ABSTRACT

Until the early 1950s, Sethian Gnosticism was known mainly through descriptions and refutations of it produced by various of the ante-Nicene Church Fathers, supplemented by a few original Gnostic writings. The earliest such description we possess is that of Irenaeus, Bishop of Lyons in chapters 29–31 of his Adversus haereses, written around 180 ce. Chapter 29 describes the teaching of certain “gnostics” (gnostici), later (ca. 225–250 ce) identified as “Sethoites” by pseudo-Tertullian in his Adversus omnes haereses 2, which in turn was probably based on Hippolytus’s lost Syntagma composed around 210 ce (cf. Photius, Bibliotheca cod. 121 Bekker 94a); still later (ca. 450 ce), these same gnostics were named “Barbeloites” by Theodoret of Cyrrhus, in his Haereticarum fabularum compendium 1.13. In chapter 30 of his Adversus haereses, Irenaeus presents the teaching of certain “other” (alii) gnostics, whom Theodoret in turn identified as “Sethians” or “Ophites,” that is, devotees of the paradisiacal serpent (Greek ophis) as a divine revealer.
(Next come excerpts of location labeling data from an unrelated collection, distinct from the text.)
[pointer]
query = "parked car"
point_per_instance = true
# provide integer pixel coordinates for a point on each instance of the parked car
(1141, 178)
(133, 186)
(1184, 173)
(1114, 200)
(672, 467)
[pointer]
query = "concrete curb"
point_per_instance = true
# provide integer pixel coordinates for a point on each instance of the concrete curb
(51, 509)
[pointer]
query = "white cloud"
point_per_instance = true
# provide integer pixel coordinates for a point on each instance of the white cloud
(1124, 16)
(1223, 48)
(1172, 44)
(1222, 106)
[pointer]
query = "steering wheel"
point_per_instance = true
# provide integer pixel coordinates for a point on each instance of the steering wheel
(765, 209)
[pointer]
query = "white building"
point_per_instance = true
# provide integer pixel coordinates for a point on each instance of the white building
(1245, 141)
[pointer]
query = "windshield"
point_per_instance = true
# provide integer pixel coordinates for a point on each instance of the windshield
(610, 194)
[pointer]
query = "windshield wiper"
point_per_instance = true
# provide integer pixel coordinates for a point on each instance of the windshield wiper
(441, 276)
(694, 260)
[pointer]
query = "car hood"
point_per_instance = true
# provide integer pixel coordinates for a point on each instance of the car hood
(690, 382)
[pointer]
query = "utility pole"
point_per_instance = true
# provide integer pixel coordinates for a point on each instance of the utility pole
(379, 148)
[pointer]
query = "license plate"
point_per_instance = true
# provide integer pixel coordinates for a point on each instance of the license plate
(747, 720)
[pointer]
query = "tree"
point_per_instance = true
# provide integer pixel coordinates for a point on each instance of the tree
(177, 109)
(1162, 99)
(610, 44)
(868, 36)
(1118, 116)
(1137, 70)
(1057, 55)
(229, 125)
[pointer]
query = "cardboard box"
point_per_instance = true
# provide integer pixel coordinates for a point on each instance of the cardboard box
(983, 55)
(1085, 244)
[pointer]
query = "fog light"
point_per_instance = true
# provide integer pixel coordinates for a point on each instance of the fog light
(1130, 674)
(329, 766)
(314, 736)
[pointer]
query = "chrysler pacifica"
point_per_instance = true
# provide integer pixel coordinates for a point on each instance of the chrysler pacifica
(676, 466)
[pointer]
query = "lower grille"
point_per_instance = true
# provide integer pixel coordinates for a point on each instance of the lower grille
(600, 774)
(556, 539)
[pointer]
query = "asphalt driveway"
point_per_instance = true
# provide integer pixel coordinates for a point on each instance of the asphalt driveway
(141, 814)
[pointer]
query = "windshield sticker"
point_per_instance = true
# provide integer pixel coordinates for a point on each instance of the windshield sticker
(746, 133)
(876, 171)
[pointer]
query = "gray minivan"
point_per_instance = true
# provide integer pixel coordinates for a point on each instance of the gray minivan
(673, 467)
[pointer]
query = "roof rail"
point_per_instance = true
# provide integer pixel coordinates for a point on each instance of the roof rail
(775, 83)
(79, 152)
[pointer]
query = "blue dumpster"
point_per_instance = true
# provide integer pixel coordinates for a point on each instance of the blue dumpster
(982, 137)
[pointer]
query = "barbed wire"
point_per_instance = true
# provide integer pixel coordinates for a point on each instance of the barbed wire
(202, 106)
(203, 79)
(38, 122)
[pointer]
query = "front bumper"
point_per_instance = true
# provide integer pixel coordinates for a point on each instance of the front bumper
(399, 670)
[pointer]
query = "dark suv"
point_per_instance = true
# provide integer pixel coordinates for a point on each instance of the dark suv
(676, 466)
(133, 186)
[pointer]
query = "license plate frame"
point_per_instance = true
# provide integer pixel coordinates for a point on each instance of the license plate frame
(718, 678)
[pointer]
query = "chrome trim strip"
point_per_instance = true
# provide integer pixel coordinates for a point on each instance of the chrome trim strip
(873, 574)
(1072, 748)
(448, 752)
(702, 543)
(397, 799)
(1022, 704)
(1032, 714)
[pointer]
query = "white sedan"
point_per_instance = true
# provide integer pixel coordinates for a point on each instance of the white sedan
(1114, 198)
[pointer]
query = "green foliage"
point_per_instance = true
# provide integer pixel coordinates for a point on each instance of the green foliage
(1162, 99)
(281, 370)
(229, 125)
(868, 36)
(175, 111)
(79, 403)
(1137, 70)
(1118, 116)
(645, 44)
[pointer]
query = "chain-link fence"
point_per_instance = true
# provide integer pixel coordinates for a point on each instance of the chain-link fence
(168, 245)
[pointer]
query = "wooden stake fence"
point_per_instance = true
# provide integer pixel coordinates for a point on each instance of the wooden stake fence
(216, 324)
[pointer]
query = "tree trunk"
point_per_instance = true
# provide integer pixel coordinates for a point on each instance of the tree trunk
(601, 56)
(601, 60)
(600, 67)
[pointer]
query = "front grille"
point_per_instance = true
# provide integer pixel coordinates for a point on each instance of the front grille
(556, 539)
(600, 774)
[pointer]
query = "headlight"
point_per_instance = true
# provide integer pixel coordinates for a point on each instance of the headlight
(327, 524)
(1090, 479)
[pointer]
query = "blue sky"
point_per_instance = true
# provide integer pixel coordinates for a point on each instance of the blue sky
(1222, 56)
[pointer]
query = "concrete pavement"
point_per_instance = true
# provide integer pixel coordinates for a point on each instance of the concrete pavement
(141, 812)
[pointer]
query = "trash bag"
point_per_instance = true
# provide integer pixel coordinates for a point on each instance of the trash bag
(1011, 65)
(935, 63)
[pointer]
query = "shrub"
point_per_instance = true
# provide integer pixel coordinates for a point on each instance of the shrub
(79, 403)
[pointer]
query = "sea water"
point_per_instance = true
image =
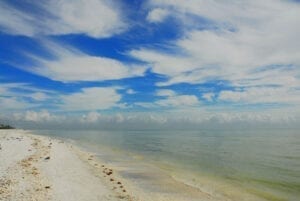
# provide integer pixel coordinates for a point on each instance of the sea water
(264, 163)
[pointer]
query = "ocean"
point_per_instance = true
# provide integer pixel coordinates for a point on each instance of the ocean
(253, 164)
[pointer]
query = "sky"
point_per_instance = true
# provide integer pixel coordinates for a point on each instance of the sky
(151, 63)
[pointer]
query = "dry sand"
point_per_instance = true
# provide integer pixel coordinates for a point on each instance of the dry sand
(41, 168)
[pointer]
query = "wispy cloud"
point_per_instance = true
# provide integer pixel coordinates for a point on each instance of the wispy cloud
(98, 18)
(246, 37)
(95, 98)
(71, 65)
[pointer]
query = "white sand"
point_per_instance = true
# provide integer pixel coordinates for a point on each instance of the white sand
(39, 168)
(25, 174)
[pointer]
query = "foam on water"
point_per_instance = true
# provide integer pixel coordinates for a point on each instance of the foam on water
(233, 164)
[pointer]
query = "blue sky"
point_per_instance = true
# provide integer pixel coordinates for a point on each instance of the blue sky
(157, 61)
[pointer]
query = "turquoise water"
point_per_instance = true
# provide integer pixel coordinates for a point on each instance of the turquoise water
(265, 163)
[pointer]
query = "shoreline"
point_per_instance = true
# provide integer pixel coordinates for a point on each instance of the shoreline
(39, 167)
(34, 167)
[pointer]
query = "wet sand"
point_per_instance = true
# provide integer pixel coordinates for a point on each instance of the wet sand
(34, 167)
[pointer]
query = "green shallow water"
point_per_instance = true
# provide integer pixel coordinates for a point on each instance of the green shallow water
(262, 163)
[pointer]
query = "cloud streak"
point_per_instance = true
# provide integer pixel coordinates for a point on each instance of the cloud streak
(98, 18)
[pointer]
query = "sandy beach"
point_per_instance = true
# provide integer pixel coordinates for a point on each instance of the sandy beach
(34, 167)
(39, 168)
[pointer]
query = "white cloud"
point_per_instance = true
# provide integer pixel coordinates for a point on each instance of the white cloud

In chapter 21, Irenaeus went on to describe “yet other” (allii autem rursus) gnostics, whom pseudo-Tertullian later identified as certain “Cainites” who revered the biblical Cain and proffered a “Gospel of Judas.” These reports on these three groups were again summarized around 383 ce by Filastrius, Bishop of Brescia, in his Diuersarum haereseon liber 3, and all these accounts were greatly enlarged around 375 ce by Epiphanius, Bishop of Salamis, in his lengthy descriptions of “Gnosticism” “Sethians,” and “Archontics” in chapters 26, 39, and 40 of the first book of his Panarion. To these secondary accounts, we may also add original primary sources of similar teaching that were known prior to the 1950s, such as the “Untitled Text” from the Bruce Codex published by Carl Schmidt in 1905.